CESM2: Configuration

The Community Eearth System Model, version 2 (CESM2) is a flexible, modular Earth systems simulator. The code is (presently) avaible for download, free of charge. Once downloaded, some assembly is required. The CESM2 codebase has several dependencies, which can be challenging to compile in such a way that they work together. We address some of those challenges here, in this document.
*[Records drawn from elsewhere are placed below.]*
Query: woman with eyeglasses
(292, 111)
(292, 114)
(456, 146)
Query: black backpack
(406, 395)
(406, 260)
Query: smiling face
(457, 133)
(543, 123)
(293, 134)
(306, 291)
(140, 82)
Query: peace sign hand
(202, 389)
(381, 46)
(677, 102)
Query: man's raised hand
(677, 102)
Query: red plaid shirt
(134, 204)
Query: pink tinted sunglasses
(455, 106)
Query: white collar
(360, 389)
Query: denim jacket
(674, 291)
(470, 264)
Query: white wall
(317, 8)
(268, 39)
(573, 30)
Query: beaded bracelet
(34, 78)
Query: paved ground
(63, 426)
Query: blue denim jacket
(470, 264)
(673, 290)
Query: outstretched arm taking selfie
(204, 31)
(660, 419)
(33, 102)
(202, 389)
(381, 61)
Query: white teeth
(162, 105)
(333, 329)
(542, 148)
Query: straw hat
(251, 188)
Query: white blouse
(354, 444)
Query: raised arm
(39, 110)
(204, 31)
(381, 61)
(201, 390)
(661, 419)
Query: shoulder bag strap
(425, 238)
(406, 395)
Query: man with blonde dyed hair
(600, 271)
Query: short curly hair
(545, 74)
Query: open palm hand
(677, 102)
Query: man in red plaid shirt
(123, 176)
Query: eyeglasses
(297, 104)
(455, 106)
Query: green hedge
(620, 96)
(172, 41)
CESM invokes a somewhat unusual workflow, where scripting tools compile customized executables that include user defined collections of modules and data sets. A subsequent script then submits jobs, which will run that execuable against those data, to the scheduler. Accordingly, it is necessary to provide configuration data related to compilers, compute machines, and scheduler configuration.
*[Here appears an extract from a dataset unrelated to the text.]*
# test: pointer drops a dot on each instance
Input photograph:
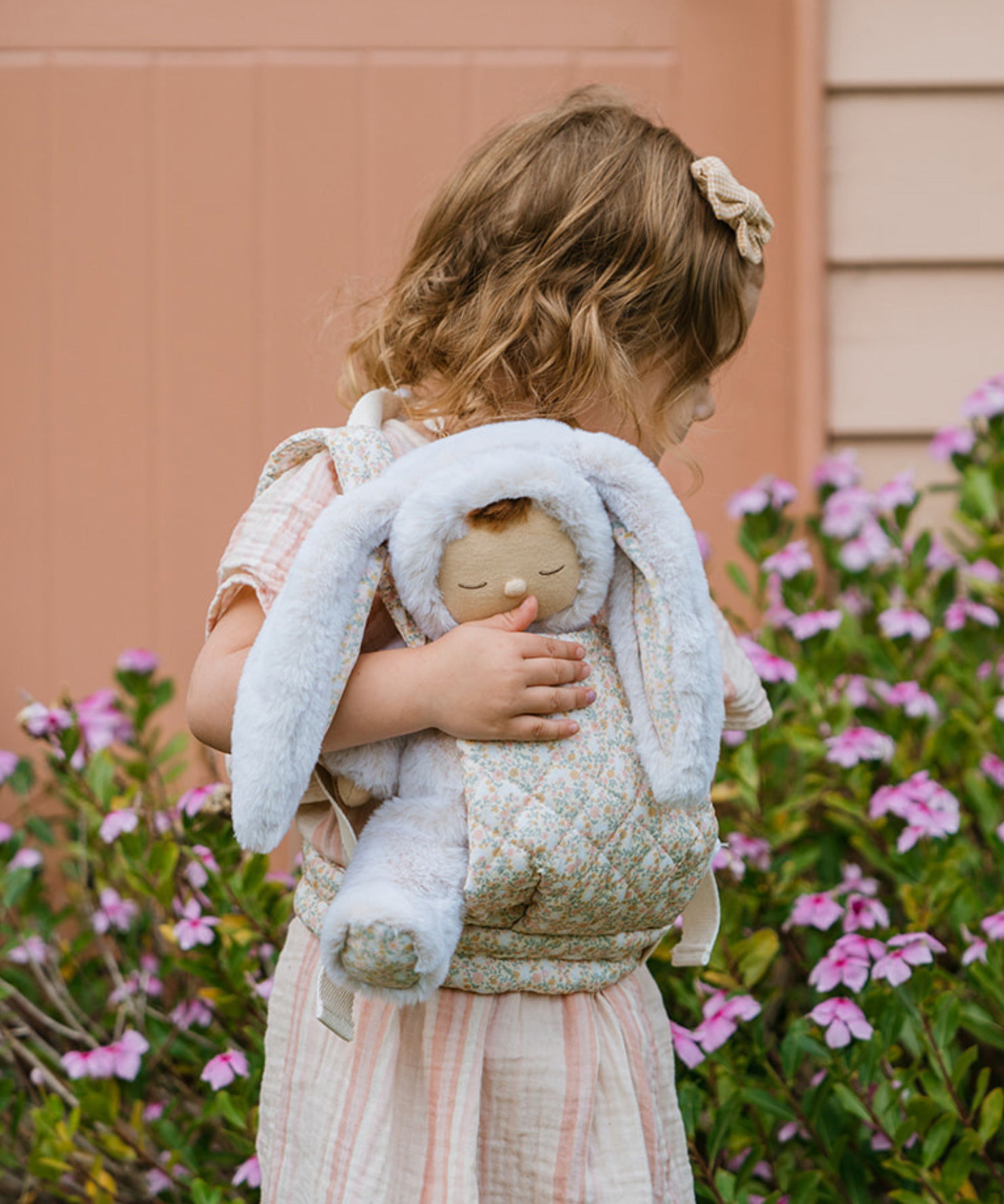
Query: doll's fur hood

A great place – in addition to this site, to get started is the CESM Quickstart Guide: https://escomp.github.io/CESM/versions/master/html/index.html#

Downloading CESM2

The best way to download CESM2 is to clone the git repository. As per the Quickstart Guide: https://escomp.github.io/CESM/versions/master/html/downloading_cesm.html

Note these steps will require git and subversion version control systems. On Sherlock, git is available by default; newer versions of git and subversion are available via the module system, eg:

module load git/
module load subversion/

git clone https://github.com/ESCOMP/CESM.git my_cesm_sandbox
cd my_cesm_sandbox

Optionally, check out a branch or previous version, eg:

git tag --list 'release-cesm2*'
git checkout release-cesm2.0.1

Then, check out the model components (note, this step requires subversion):

./manage_externals/checkout_externals

Configuration files

The three main configuration files are:

config_batch.xml
config_compilers.xml
config_machines.xml

These files are located in *both*:

${CESM_PATH}/cime/config/cesm/machines/
${HOME}/.cime

Where CESM_PATH is the directory into which you cloned the CESM2 repository in the earlier step, and $HOME is your home directory, and of course it may be necesssary to create the ${HOME}/.cime directory and the configureation files within.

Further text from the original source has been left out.